First-Order Low-Pass Tracks Smoothly

A first-order low-pass filter is often written as:

y = y + alpha * (x - y)

x is the current input, y is the filtered output, and alpha controls tracking speed.

A larger alpha follows the input faster. A smaller alpha gives a smoother output but more delay.

This filter is simple and cheap. It only needs the previous output, not a long buffer. It works well for slow values or display values, such as temperature trends, humidity trends, battery voltage, and power estimates.

It is not universal. A large isolated spike is not ignored; it is only reduced and carried into the output. The larger the spike, the more the output moves.

If a distance sensor occasionally returns a ridiculous value, median filtering or outlier rejection is often a better first step than low-pass filtering alone.
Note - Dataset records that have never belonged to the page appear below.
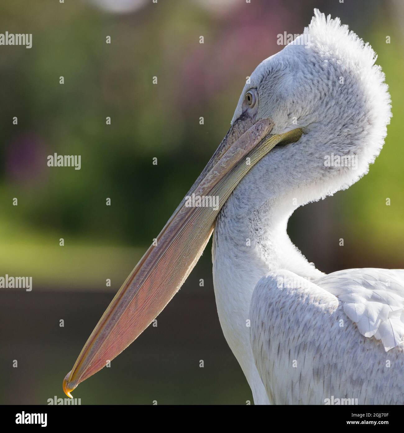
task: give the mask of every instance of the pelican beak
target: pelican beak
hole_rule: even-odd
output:
[[[89,337],[63,390],[71,392],[133,342],[179,290],[213,231],[220,208],[241,179],[275,145],[297,141],[294,129],[271,134],[268,119],[239,118],[130,275]]]

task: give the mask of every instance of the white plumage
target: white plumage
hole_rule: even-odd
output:
[[[225,336],[256,404],[404,403],[404,271],[324,275],[291,242],[299,206],[348,187],[384,143],[390,97],[375,54],[317,10],[301,36],[262,62],[245,85],[273,132],[296,127],[240,181],[216,220],[213,282]],[[308,42],[307,41],[308,41]],[[304,44],[305,41],[307,43]],[[331,154],[357,168],[327,167]],[[313,242],[319,242],[313,239]]]

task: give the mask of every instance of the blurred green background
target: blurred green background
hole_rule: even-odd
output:
[[[33,36],[30,49],[0,46],[0,275],[32,276],[33,288],[0,291],[1,403],[64,396],[99,317],[227,132],[245,77],[315,7],[378,53],[393,118],[369,174],[298,209],[289,234],[324,272],[404,267],[402,2],[2,2],[0,32]],[[81,155],[81,169],[48,167],[55,152]],[[158,327],[75,391],[82,404],[252,402],[217,317],[210,249]]]

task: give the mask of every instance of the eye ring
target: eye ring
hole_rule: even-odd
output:
[[[257,98],[253,92],[249,90],[245,94],[245,102],[249,108],[252,108],[255,105],[257,101]]]

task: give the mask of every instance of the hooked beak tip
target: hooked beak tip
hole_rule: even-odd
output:
[[[65,378],[63,379],[63,391],[64,391],[64,393],[68,397],[70,397],[70,398],[73,398],[73,396],[70,394],[71,391],[73,391],[74,388],[70,388],[69,386],[69,382],[67,381],[67,378],[69,377],[70,373],[71,372],[71,371],[69,372],[65,377]]]

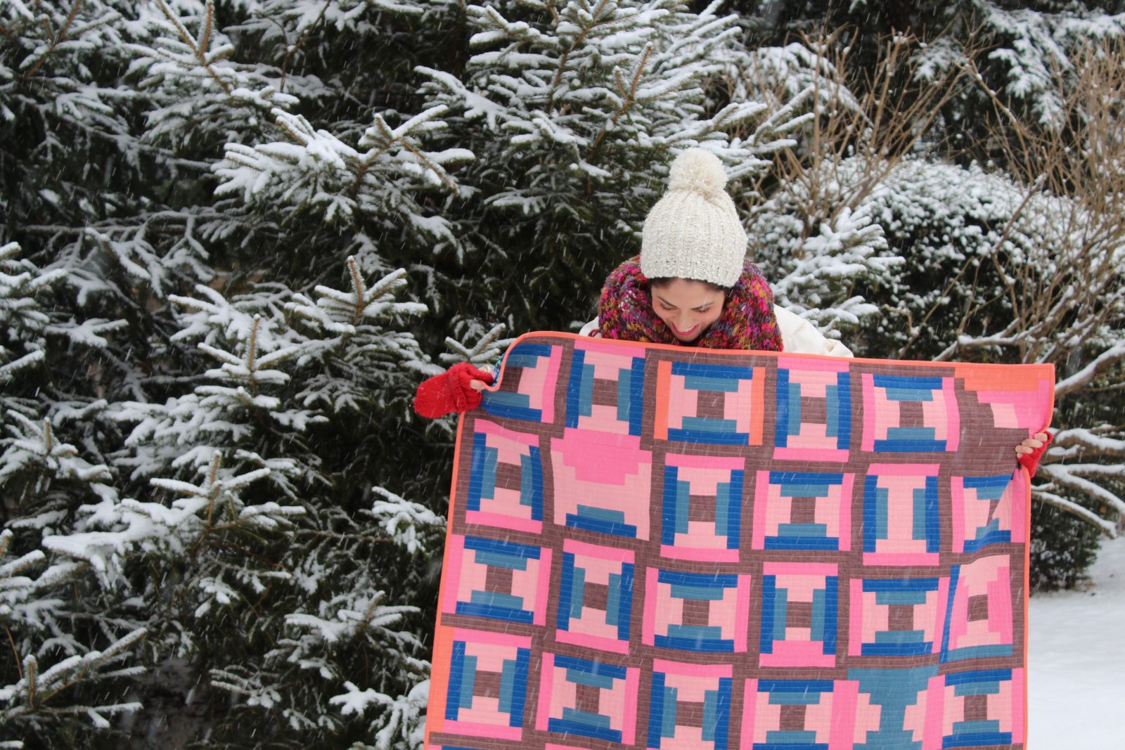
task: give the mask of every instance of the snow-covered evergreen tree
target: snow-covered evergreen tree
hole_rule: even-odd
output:
[[[820,12],[768,4],[785,30]],[[876,4],[901,6],[850,3]],[[777,165],[816,153],[824,105],[862,114],[865,92],[825,88],[827,47],[745,48],[762,19],[719,3],[0,3],[0,625],[18,654],[0,744],[417,748],[452,422],[420,423],[413,389],[586,319],[692,145],[726,163],[778,299],[831,335],[1060,363],[1077,406],[1037,491],[1112,518],[1119,299],[1064,305],[1090,324],[1073,341],[1026,300],[964,328],[953,304],[1006,288],[997,257],[1038,283],[1065,265],[1044,247],[1120,252],[1043,231],[1092,204],[1025,201],[1034,181],[992,173],[1002,150],[996,170],[969,148],[937,163],[954,148],[934,134],[981,102],[1047,132],[1029,112],[1068,100],[1019,88],[1032,62],[1065,70],[1119,26],[1009,4],[908,9],[991,18],[989,91],[946,102],[904,161],[872,169],[856,128],[813,182]],[[970,47],[929,49],[940,80]],[[937,293],[966,263],[981,281]]]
Median Filtering Removes Isolated Spikes

Median filtering sorts a small window of samples and picks the middle value.

For example:

100, 101, 500, 99, 100

Sorted:

99, 100, 100, 101, 500

The median is 100, so the 500 spike disappears.

This is useful for ultrasonic ranging, ToF sensors, some current sampling paths, and contact probes where one bad measurement can appear among normal samples.
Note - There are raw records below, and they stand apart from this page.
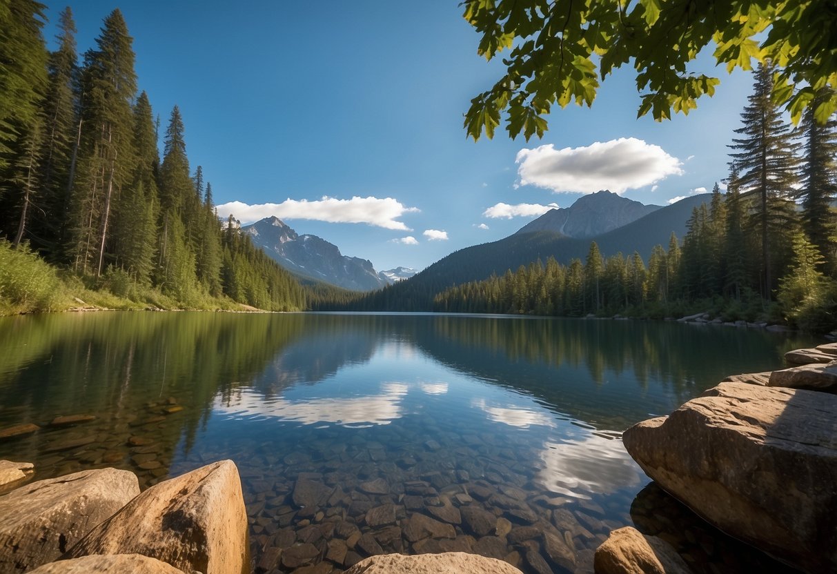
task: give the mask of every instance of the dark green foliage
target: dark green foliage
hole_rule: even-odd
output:
[[[72,289],[159,306],[228,307],[233,300],[305,309],[299,284],[237,228],[223,234],[222,247],[203,168],[193,180],[189,175],[177,107],[161,165],[151,103],[145,92],[135,102],[132,38],[119,10],[105,19],[80,69],[69,8],[48,60],[43,8],[0,2],[0,233],[20,253],[9,255],[11,243],[3,243],[0,264],[17,261],[21,271],[3,279],[20,293],[0,311],[51,305],[30,305],[55,285],[27,279],[41,276],[27,263],[35,258],[28,243],[80,276],[65,277]]]
[[[0,3],[0,174],[39,120],[47,84],[44,8],[33,0]]]
[[[837,197],[837,117],[824,123],[817,120],[815,108],[831,96],[831,90],[817,93],[814,105],[802,116],[804,136],[802,187],[797,197],[802,200],[802,223],[819,254],[826,258],[824,269],[837,276],[837,218],[831,202]]]
[[[736,133],[730,155],[739,170],[739,192],[754,202],[748,227],[761,243],[761,292],[770,300],[776,278],[788,264],[793,208],[787,198],[797,180],[798,144],[782,110],[772,97],[773,67],[759,64],[753,93],[742,113],[742,127]],[[779,272],[777,274],[777,270]]]
[[[121,13],[105,18],[96,49],[85,54],[82,72],[79,173],[73,182],[69,256],[80,274],[100,276],[110,247],[113,212],[133,171],[136,92],[133,38]]]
The cost is a window and some delay. If the window is too large, real step changes are delayed too. More importantly, median filtering handles a minority of outliers; it does not smooth every kind of noise.

If three out of five samples are wrong, the median will also be wrong. It is robust against a few bad points, not magic.

Look At The Noise Shape First

Before choosing a filter, log the raw data.

Common patterns include:

  • Small random jitter around a value
  • Occasional large spikes
  • Periodic ripple from power or vibration
  • A step change followed by settling
  • Long-term drift from temperature, self-heating, or zero shift

They require different responses.

Random jitter can be averaged. Isolated spikes can be removed by median filtering or outlier rejection. Periodic noise may require checking sampling rate, synchronization, and hardware interference. Slow drift may need temperature compensation, zero tracking, or recalibration. Step changes require a tradeoff between stability and response speed.

Choosing a filter without raw data often fixes the wrong layer.

Different Uses Need Different Outputs

One system should not always have only one filtered value.

The same current signal may need a smooth value for display and a fast value for overcurrent protection. A scale display can wait for settling, but overload detection should react earlier. Temperature display can be low-pass filtered, while temperature-rise detection needs trend information.

Separate outputs are often cleaner:

raw: debugging and protection
fast filtered: control and quick decisions
slow filtered: display and trend
state: product behavior

This is more reliable than trying to make one perfect filtered value serve every purpose.

A Practical Selection Order

A first implementation can follow this order:

  1. Log raw data and identify the abnormal pattern.
  2. If it is mostly small random jitter, use moving average or first-order low-pass.
  3. If it is mostly isolated spikes, use median filtering or outlier rejection first.
  4. If the state bounces, add hysteresis, debounce, and state-machine logic instead of only changing the filter.
  5. If response is too slow, reduce window size or increase alpha, then check whether the false-trigger cost is still acceptable.

More complex is not automatically better. For many IoT devices, moving average, first-order low-pass, median filtering, and a good state machine solve most practical problems.

The point is not the filter name. The point is matching the algorithm to the noise shape and product cost.